Why have so many small, local, mom-n-pop amusement parks gone out of business? Did they lose out to the larger theme parks or did the cost of liability insurance cause them to go under? Perhaps as a way to sell his bill, Rep. Markey should offer federally regulated amusement parks liability protection.

Did you put this in MPSIMS by accident? Sure seems like a debate to me.

I can’t see that it makes a whole lot of sense for anyone else besides the Feds to be doing the regulating, actually. First, there are the traveling carnivals, whose rides are often real rattletraps. They don’t stay in just one state, so it makes sense for them to be regulated by an entity whose jurisdiction crosses state lines.
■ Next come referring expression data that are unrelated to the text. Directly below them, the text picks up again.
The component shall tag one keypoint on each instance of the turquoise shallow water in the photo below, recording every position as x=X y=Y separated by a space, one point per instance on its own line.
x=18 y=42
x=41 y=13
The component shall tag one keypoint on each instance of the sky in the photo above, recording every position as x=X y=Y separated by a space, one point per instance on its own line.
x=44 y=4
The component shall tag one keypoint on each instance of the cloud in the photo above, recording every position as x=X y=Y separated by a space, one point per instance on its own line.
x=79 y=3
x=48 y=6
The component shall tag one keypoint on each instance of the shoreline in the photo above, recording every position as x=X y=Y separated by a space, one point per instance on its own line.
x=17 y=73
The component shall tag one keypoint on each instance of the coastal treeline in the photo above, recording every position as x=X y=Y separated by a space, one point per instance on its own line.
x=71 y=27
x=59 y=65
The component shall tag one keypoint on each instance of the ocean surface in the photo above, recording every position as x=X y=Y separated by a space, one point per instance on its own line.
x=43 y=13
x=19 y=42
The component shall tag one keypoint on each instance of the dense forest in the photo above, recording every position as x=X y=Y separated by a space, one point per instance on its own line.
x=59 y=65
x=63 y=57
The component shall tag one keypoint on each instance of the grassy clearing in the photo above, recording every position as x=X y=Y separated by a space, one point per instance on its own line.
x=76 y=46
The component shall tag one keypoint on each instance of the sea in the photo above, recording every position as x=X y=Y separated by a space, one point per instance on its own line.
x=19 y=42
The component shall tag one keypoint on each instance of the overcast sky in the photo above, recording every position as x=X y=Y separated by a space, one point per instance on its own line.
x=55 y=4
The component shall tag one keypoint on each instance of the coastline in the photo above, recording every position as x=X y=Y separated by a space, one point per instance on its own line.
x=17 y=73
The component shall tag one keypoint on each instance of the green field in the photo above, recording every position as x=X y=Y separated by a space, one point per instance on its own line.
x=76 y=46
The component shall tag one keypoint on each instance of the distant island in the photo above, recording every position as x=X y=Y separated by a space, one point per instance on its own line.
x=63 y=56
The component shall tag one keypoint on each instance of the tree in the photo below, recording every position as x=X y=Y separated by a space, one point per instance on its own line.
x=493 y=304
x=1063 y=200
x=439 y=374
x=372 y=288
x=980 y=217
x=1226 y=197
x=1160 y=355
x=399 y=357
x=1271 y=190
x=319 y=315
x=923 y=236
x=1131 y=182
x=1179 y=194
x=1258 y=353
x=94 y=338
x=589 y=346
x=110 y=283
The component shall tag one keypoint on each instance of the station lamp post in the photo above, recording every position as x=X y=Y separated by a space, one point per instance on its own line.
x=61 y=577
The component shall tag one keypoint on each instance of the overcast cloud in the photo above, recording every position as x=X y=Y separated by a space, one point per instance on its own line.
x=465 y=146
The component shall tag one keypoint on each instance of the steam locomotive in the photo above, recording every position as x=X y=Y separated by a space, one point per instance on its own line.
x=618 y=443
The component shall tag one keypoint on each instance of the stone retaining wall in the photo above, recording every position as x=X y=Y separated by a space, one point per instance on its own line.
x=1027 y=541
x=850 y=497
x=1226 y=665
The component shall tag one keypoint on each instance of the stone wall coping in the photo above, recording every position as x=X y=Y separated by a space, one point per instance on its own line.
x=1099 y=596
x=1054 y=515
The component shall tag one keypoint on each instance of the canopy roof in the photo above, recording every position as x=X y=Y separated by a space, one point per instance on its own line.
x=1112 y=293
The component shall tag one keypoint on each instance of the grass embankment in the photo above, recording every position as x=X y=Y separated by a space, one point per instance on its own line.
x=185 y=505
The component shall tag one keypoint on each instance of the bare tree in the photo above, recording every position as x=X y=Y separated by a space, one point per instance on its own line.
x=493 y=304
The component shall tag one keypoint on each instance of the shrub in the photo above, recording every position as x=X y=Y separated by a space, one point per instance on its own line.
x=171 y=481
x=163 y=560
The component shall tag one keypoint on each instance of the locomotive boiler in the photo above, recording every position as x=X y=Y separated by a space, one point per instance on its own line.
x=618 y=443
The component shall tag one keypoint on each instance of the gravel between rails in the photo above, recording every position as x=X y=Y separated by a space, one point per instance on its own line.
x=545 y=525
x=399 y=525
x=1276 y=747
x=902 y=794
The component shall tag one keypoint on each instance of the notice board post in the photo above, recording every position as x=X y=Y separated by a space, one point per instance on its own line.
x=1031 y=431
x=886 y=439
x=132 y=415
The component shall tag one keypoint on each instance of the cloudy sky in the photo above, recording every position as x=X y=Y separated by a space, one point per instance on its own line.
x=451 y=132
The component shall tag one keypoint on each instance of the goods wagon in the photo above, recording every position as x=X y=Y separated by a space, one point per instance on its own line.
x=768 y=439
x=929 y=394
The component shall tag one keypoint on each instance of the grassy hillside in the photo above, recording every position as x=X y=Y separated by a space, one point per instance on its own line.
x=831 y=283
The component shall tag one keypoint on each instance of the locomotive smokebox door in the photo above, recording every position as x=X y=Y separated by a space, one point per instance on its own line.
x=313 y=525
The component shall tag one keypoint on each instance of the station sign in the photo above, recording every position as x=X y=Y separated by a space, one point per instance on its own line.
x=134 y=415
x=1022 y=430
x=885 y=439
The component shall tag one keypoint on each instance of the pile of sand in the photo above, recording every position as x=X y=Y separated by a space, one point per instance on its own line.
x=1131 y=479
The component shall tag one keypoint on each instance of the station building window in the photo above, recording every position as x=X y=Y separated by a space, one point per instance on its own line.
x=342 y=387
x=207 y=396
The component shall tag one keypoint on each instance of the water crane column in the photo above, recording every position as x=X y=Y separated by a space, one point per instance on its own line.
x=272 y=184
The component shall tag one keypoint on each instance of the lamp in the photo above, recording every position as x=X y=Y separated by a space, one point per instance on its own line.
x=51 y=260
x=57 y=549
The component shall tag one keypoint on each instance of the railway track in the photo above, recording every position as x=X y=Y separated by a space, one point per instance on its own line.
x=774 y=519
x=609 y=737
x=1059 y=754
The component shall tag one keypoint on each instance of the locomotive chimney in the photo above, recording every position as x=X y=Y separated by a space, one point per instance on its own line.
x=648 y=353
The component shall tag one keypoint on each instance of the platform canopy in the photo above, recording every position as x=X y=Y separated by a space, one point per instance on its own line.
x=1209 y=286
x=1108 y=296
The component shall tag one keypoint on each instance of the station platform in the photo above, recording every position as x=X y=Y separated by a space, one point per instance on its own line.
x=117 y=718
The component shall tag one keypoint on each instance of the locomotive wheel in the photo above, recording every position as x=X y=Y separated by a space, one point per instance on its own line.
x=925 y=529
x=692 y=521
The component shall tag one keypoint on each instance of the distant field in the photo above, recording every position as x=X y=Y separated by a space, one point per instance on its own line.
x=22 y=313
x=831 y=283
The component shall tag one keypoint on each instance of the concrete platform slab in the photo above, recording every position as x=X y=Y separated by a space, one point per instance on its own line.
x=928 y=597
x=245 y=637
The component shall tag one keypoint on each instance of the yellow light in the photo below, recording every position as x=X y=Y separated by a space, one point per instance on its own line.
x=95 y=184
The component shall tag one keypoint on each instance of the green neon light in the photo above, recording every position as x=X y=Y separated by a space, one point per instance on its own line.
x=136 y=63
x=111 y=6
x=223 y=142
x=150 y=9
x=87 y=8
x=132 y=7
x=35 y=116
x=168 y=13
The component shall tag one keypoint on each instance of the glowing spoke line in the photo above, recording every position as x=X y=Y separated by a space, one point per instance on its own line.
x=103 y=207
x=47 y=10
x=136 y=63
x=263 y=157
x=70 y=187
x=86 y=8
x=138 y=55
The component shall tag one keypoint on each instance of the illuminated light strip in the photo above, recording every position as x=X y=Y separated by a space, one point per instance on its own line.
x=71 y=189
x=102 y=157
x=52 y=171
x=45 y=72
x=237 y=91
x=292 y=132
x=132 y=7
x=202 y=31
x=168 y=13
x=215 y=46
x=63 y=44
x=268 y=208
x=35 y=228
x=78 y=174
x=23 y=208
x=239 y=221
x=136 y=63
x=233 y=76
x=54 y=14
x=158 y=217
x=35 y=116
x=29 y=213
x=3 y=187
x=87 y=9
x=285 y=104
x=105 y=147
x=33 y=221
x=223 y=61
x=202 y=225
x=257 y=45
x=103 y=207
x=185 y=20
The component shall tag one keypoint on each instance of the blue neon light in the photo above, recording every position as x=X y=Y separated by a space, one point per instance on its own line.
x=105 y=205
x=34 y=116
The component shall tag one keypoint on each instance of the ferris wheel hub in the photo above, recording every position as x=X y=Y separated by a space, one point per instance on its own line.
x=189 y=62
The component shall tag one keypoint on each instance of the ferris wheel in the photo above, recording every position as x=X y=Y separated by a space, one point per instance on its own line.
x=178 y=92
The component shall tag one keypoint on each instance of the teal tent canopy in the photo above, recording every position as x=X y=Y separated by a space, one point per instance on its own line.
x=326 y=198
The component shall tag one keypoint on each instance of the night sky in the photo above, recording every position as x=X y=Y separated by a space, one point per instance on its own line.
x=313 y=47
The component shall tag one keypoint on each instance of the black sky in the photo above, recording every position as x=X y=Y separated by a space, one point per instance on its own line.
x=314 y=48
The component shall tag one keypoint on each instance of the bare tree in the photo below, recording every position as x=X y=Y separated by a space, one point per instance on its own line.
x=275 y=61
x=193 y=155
Then there’s the Six Flagses and Busch Gardens and Kings Dominions of the world. (Which in all likelihood is what happened to your mom n’ pop amusement parks. Mom and pop just don’t have the capital to keep up every time Six Flags introduces the next generation of roller coasters.) How many states besides CA and FL have more than two or three of these sorts of places? Purely from an economies-of-scale POV, it hardly makes sense for each state to have its own regulatory body to regulate the one or two or three such amusement parks within its borders. Either they won’t spend enough money to become good at what they’re doing, or they’ll spend a disproportionate amount of money relative to the size of the industry they’re regulating; there’s no room for a happy medium here.

Check the link provided below. There are differing regulations for fixed amusement rides found in parks such as Six Flags, and the traveling rides which move from one location/state to another. Surprisingly, 6 states place no regulation on traveling rides at all. The rest invoke a pastiche of annual inspection, local inspection, inspection by a professional engineer, and so forth.

While I would support a national standard, there is no reason why local code enforcement officials could not carry out this task once they’ve been properly trained to evaluate the risk.